In 1992, the philosopher Marc Sautet persuaded the proprietors of Café des Phares in Place de la Bastille to host a philosophy discussion every Sunday morning. The success was immediate; 100 people come every Sunday to debate the topic of the day but also to listen to visiting philosophers. The concept spread across Paris, France, Europe. There are now hundreds of “philo-cafes” around the world.

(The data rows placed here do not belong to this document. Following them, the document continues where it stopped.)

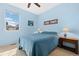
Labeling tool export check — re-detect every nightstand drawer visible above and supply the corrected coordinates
[60,38,78,43]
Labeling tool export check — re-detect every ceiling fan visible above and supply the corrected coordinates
[27,3,40,8]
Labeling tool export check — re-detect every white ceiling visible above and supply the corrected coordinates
[10,3,60,15]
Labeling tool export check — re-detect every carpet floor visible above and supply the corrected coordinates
[0,45,79,56]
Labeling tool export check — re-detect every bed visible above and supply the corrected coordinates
[59,32,79,51]
[19,32,59,56]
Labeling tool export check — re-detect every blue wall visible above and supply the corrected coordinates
[38,3,79,35]
[0,3,79,45]
[0,4,38,45]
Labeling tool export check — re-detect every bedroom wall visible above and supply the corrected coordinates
[38,3,79,35]
[0,4,38,45]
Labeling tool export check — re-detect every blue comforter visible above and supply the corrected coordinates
[20,33,58,56]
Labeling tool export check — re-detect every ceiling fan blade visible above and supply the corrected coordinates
[34,3,40,7]
[27,3,31,8]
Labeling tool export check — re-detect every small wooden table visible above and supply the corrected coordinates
[59,37,78,54]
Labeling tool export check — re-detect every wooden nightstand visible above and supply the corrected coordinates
[59,37,78,54]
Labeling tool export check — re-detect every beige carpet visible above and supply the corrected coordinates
[0,45,79,56]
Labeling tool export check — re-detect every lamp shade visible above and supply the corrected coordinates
[63,27,69,32]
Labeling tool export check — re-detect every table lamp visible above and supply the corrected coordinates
[63,27,69,38]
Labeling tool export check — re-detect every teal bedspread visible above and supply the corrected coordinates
[20,32,58,56]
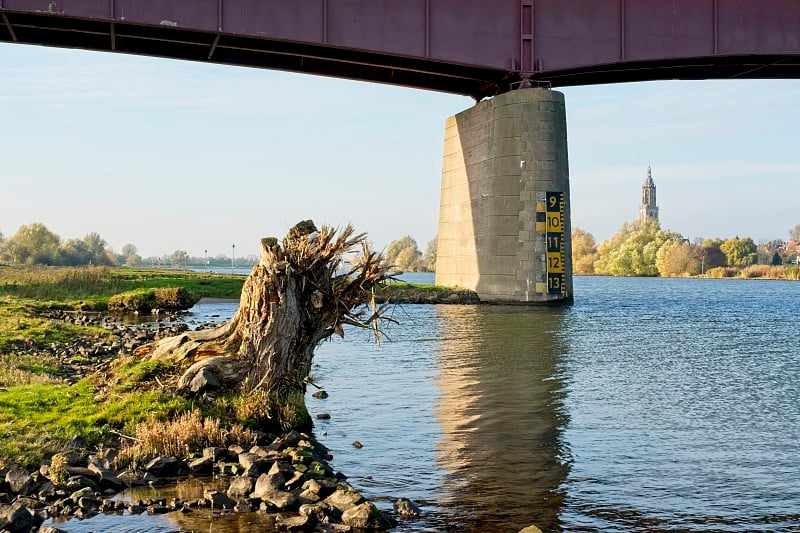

Not far from Le Basile, Le Rouquet, standing at the corner of rue des Saints-Pères and boulevard Saint Germain, looks as if it hasn’t changed since the 50s. And it hasn’t. The formica tables, worn-out red leatherette booths, black and white floor, and grumpy waiters haven’t noticed the passage of time. Only the handwriting on the menu looks contemporary. Tourists looking for Simone de Beauvoir and Jean-Paul Sartre’s ghosts often go to Café des Deux Magots further down the road, not realising that by the 1960s the couple had stopped going to this icon of Saint Germain-des-Près. “In 1968, the Café des Deux Magots was already a tourist trap for Americans,” says Capdevielle, who has lived in the Latin Quarter for 45 years. “Simone de Beauvoir came here instead, to Le Rouquet, to write in the morning and give appointments.” She would also buy books at La Hune, an independent bookshop that has been open from 10am to midnight every day since 1949, and which refuses to stock publications from the big-name publishing houses.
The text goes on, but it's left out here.